A New Kind of Catalog 2: IKEA’s AR catalog

A New Kind of Catalog 2: IKEA’s AR catalog

Last year Ikea re-imagined their catalog via a visual recognition app that brought its pages to life through inspirational videos, designer stories, “x-ray” views that peek inside furniture, and more.

Now, for the 2014 IKEA catalogue, they push that idea into something far more useful: you can place virtual furniture directly into your home by putting the printed IKEA catalogue where you want the furniture to appear, then viewing the result through your phone or tablet using augmented reality (AR), meaning digital objects layered onto a live camera view of your real space.

The simple mechanic that makes a paper catalogue feel like a showroom

The experience design is almost disarmingly straightforward. The catalogue is not just media. It becomes the physical reference point that tells the app where “here” is, and roughly how big “life-size” should be. Because that reference point anchors position and scale, the placement feels believable enough to support a buying decision.

  • Open the IKEA catalogue app on a phone or tablet.
  • Scan a supported product page.
  • Close the catalogue and place it on the floor (or surface) where you want the item to “live.”
  • Watch the furniture appear in-context, then explore alternatives by browsing within the app.

In global retail and consumer brands, this kind of print-to-mobile AR, where the printed catalogue acts as the marker for the AR view, works because it turns “can you picture it?” into “can you see it here?” at the exact moment people are deciding.

Why it lands: utility beats novelty

AR marketing often dies as a gimmick because the “reveal” is entertaining but irrelevant. Here, the reveal is practical: scale, placement, and fit are exactly what shoppers worry about most.

Extractable takeaway: If emerging tech does not reduce a real decision friction, treat it as a distraction, not a strategy.

Even when the rendering is not perfect, the direction is clear. Reduce uncertainty. Help people make a confident choice. And if it cuts down on “it looked smaller online” returns, that utility is measurable, not just shareable.

What IKEA is really doing with this catalogue

This is a classic “bridge” play, a deliberate handoff between inspiration and purchase. IKEA keeps the reach and habit of a paper catalogue, then uses mobile interactivity to remove friction at the decision stage.

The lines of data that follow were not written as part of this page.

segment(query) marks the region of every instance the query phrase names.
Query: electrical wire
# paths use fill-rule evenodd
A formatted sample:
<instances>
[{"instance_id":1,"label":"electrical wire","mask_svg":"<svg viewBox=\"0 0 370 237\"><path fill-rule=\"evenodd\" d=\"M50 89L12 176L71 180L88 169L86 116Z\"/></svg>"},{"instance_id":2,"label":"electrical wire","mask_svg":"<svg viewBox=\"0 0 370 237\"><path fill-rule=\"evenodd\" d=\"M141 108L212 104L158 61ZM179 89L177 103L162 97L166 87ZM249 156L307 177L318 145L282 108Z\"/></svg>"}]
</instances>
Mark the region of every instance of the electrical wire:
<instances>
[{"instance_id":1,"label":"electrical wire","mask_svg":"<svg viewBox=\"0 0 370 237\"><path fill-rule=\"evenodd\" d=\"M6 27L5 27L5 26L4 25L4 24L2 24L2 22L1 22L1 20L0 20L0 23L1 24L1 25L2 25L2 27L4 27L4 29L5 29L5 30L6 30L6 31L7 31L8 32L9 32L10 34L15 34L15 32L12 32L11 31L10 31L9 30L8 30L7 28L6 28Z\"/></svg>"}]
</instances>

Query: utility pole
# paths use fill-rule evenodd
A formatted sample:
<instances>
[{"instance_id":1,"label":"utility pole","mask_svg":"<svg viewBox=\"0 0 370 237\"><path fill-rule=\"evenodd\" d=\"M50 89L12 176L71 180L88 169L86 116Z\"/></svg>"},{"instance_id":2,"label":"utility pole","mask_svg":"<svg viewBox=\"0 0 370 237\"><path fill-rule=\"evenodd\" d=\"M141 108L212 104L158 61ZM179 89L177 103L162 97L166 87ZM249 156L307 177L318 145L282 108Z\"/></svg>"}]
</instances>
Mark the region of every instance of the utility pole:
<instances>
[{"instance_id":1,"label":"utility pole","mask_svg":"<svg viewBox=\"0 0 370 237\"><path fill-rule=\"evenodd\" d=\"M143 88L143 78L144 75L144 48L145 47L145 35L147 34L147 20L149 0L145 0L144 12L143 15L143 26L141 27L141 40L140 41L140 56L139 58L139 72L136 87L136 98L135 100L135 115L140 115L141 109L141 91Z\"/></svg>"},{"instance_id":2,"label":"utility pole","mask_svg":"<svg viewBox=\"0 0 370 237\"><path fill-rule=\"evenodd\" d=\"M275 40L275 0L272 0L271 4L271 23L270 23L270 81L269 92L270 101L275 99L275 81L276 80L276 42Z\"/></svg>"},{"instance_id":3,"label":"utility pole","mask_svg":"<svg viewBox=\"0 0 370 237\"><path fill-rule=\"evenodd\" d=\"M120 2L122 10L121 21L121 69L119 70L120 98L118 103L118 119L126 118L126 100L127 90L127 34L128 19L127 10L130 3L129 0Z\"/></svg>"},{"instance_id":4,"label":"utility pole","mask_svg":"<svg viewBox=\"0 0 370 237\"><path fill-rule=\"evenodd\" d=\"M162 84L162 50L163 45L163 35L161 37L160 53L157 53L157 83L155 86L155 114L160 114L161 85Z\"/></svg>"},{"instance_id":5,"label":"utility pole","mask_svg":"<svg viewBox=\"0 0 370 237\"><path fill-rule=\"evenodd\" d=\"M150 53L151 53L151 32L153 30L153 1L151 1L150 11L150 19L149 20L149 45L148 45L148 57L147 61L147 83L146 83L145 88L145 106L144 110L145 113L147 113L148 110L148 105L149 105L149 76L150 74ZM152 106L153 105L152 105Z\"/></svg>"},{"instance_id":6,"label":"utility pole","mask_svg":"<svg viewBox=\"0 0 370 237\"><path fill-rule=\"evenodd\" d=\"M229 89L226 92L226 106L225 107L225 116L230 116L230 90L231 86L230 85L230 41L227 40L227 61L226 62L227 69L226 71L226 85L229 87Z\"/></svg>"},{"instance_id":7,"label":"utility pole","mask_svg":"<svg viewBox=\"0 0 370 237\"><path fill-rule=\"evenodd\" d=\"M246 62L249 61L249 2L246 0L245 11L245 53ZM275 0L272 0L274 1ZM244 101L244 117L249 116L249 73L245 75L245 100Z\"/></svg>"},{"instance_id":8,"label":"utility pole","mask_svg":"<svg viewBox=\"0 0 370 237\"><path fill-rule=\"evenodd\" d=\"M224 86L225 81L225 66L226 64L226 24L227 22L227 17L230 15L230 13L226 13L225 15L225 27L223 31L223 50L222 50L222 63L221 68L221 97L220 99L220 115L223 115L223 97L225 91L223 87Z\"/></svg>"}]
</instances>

The real question is whether it removes enough doubt to change a purchase decision, not whether the AR looks impressive.

AR is worth investing in when it behaves like decision support, not when it just decorates a story.

It also quietly reinforces a brand position: IKEA is not only about affordable design. It is also about smart, accessible tools that help you plan and live better at home.

How to design an AR catalog people reuse

  • Make the printed piece part of the interface. Treat paper as a trigger, a marker, a controller. Not a dead-end.
  • Reward the scan with decision support. The “wow” should reduce doubt: sizing, configuration, compatibility, placement, or proof.
  • Design for fast repetition. The real value comes when people try multiple options in minutes, not once for curiosity.
  • Keep the action close to purchase. The best AR demos shorten the path from consideration to “yes” without feeling like a hard sell.

A few fast answers before you act

What is IKEA doing differently with the 2014 catalogue?

They extend the catalogue beyond scan-to-watch content by letting people place virtual furniture into their real home environment using AR.

How does the AR placement work in simple terms?

You scan a supported page, place the physical catalogue where you want the item to appear, and the app overlays a furniture model into the live camera view.

Why is a printed catalogue useful in an AR flow?

The catalogue becomes a physical reference point for position and approximate scale, making placement feel more believable than a free-floating 3D object.

What business problem does this help solve?

It reduces purchase hesitation by letting people judge fit and placement earlier, and it can help lower the risk of dissatisfaction and returns.

What’s the key lesson for marketers using emerging tech?

Build the experience around utility that supports a decision. Novelty may earn a try. Utility earns repeat use and moves people toward purchase.